Britannica soutient qu’OpenAI a copié son contenu à plusieurs reprises sans autorisation. Selon la plainte, GPT-4 aurait « mémorisé » une grande partie du contenu de Britannica et serait capable de fournir, sur demande, des passages quasi mot pour mot. Ces extraits mémorisés seraient des copies non autorisées utilisées pendant l’entraînement des modèles.

Des exemples côte à côte

La plainte contient des exemples montrant des réponses générées par les modèles d’OpenAI placées à côté des textes de Britannica. Les plaignants affirment que certains passages correspondent pratiquement mot pour mot, ce qui étaye leur allégation de reproduction non autorisée.

Un impact sur le trafic

Britannica affirme aussi qu’OpenAI « cannibalise » son trafic web en fournissant des réponses qui remplacent ou concurrencent directement les pages de Britannica, au lieu de diriger les utilisateurs vers le site, comme le ferait un moteur de recherche traditionnel.

Le contexte plus large

Cette plainte s’ajoute à une série de procès déposés par des éditeurs et des médias contre des entreprises d’IA. Le New York Times a porté des allégations similaires contre OpenAI, reprochant aussi l’utilisation massive de contenus protégés.
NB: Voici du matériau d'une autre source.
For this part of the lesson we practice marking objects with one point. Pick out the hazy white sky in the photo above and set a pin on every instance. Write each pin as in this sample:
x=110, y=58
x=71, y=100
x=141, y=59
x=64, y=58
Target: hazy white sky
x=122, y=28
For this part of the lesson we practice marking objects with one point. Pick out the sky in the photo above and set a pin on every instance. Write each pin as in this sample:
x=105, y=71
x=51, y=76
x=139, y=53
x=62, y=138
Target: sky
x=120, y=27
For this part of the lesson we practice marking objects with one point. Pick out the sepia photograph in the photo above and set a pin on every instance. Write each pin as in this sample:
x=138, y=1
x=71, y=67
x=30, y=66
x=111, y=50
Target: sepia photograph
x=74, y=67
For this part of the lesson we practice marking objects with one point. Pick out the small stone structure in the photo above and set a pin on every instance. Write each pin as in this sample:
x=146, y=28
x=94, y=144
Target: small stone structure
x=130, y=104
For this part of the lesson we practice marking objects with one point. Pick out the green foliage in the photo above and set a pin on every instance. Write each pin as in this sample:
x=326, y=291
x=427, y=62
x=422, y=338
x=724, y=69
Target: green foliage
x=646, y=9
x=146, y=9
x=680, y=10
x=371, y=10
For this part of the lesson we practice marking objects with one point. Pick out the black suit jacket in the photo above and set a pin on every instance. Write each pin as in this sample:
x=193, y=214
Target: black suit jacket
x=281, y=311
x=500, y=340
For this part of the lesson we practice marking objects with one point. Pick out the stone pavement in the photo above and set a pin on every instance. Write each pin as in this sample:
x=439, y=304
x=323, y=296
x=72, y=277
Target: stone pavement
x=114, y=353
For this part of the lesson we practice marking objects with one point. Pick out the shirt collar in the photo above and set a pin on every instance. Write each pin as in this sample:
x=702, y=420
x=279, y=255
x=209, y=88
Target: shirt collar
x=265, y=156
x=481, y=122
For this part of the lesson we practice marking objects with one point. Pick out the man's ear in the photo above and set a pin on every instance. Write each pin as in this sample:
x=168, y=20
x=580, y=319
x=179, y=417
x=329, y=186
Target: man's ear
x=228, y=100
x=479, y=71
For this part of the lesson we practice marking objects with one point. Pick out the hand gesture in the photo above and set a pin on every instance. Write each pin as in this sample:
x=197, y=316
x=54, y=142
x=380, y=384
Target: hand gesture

De son côté, Anthropic a déjà réglé une action collective concernant l’utilisation d’ouvrages protégés, aboutissant à un paiement de 1,5 milliard de dollars aux auteurs concernés.

Pourquoi cela compte

Le dossier met en lumière deux questions clés pour l’avenir des services d’IA : la façon dont les modèles sont entraînés sur des contenus protégés, et la manière dont ces modèles redistribuent l’information en concurrence avec les sources originales. Les juges et les tribunaux vont maintenant devoir trancher sur la frontière entre entraînement technique et copie illicite.

Pour l’instant, l’affaire vient s’ajouter à un paysage juridique déjà chargé, et elle pourrait influencer la façon dont les entreprises d’IA traitent les contenus sous droits d’auteur à l’avenir.